出典:令和6年秋期 午前 問12 分野:システム構成要素 / システムの構成
Webアプリケーションサーバの信頼性に関する記述のうち,適切なものはどれか。
  • ア:コールドスタンバイ構成で稼働しているサーバに障害が発生した場合,サービスは中断しないが,トランザクションは継続できない。
  • イ:コールドスタンバイ構成で稼働しているサーバに障害が発生した場合,サービスは中断するが,トランザクションは継続できる。
  • ウ:セッションを共有しないクラスタ構成で1台のサーバに障害が発生した場合,サービスは継続できないが,トランザクションは継続できる。
  • エ:セッションを共有するクラスタ構成で1台のサーバに障害が発生した場合,サービス及びトランザクションは継続できる。
応用情報技術者
解説

クラスタ構成では、複数のサーバを組み合わせて、1台に障害が発生しても別のサーバで処理を継続できるようにします。

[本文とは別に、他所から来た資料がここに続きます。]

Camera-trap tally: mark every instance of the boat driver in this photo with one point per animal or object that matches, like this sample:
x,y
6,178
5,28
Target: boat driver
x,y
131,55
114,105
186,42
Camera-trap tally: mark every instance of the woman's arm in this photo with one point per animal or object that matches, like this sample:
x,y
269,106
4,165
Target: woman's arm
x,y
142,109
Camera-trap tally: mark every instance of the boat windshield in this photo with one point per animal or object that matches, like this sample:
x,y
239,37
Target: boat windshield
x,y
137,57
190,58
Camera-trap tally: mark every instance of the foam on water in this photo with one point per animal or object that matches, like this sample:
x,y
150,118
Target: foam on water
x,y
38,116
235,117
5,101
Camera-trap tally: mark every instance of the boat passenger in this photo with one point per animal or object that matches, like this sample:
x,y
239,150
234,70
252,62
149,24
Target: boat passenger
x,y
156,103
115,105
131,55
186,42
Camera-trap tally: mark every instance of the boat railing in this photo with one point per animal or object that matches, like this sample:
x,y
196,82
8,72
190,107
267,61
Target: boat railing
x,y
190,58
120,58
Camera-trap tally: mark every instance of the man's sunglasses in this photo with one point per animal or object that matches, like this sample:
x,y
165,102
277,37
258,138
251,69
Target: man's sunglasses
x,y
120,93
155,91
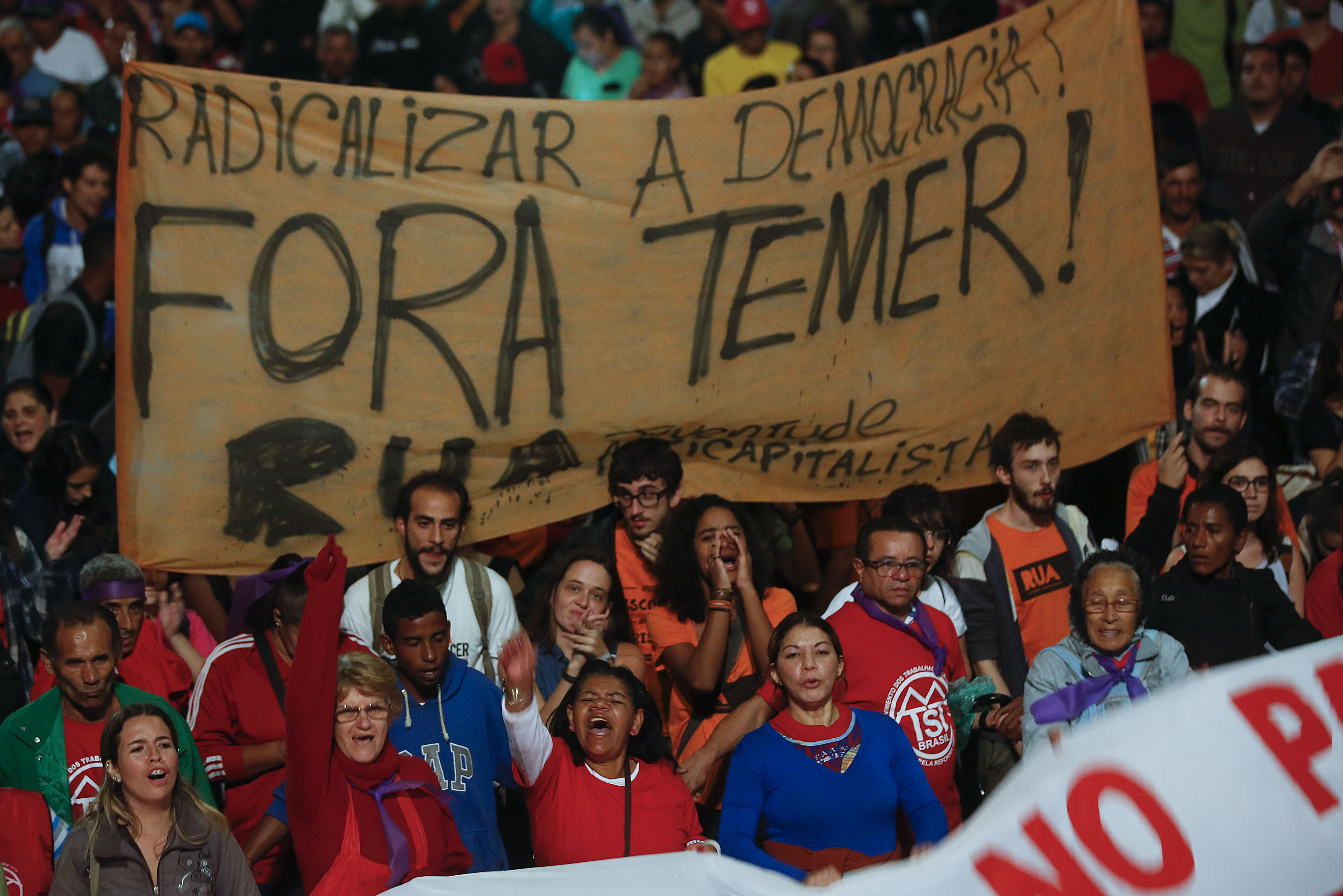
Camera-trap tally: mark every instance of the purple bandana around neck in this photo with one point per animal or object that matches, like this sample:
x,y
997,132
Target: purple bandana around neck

さらに、サーバ間でセッション情報を共有していれば、障害が発生したサーバが保持していた利用者の状態を別のサーバが引き継げるため、サービスだけでなくトランザクションも継続できます。

したがって、が適切です。

❌他選択肢が誤りの理由
ア:コールドスタンバイ構成で稼働しているサーバに障害が発生した場合,サービスは中断しないが,トランザクションは継続できない。
⇒コールドスタンバイでは、待機系サーバを起動して切り替える必要があるため、その間はサービスが中断します。
イ:コールドスタンバイ構成で稼働しているサーバに障害が発生した場合,サービスは中断するが,トランザクションは継続できる。
⇒コールドスタンバイではサービスが一時的に中断するうえ、障害発生時に処理中だったトランザクションをそのまま継続することもできません。
ウ:セッションを共有しないクラスタ構成で1台のサーバに障害が発生した場合,サービスは継続できないが,トランザクションは継続できる。
⇒クラスタ内の別サーバへ処理を切り替えることでサービス自体は継続できます。ただし、セッション情報を共有していなければ、障害が発生したサーバ上のセッションやトランザクションを引き継ぐことはできません。
TSUNAGARU-ADVICE

まず押さえたいこと

セッションを共有するクラスタ構成では、1台のサーバに障害が発生しても、別のサーバが同じセッション情報を引き継げるため、サービスだけでなく処理中のトランザクションも継続しやすくなります。

迷ったときの判断軸

コールドスタンバイは、待機系サーバを障害発生後に起動・切替する方式なので、切替中はサービスが中断します。また、セッションを共有しないクラスタでは、別サーバへ処理を振り分けても利用者の状態を引き継げず、処理継続が難しくなります。

科目Bにつなげるために

特にプロフェッショナルデジタルスキル(システム)試験合格を目指す方は、可用性だけでなく、セッションやトランザクションをどこまで引き継げるかという観点で冗長化方式を比較しましょう。クラスタ・ロードバランサ・フェイルオーバーの役割整理にもつながります。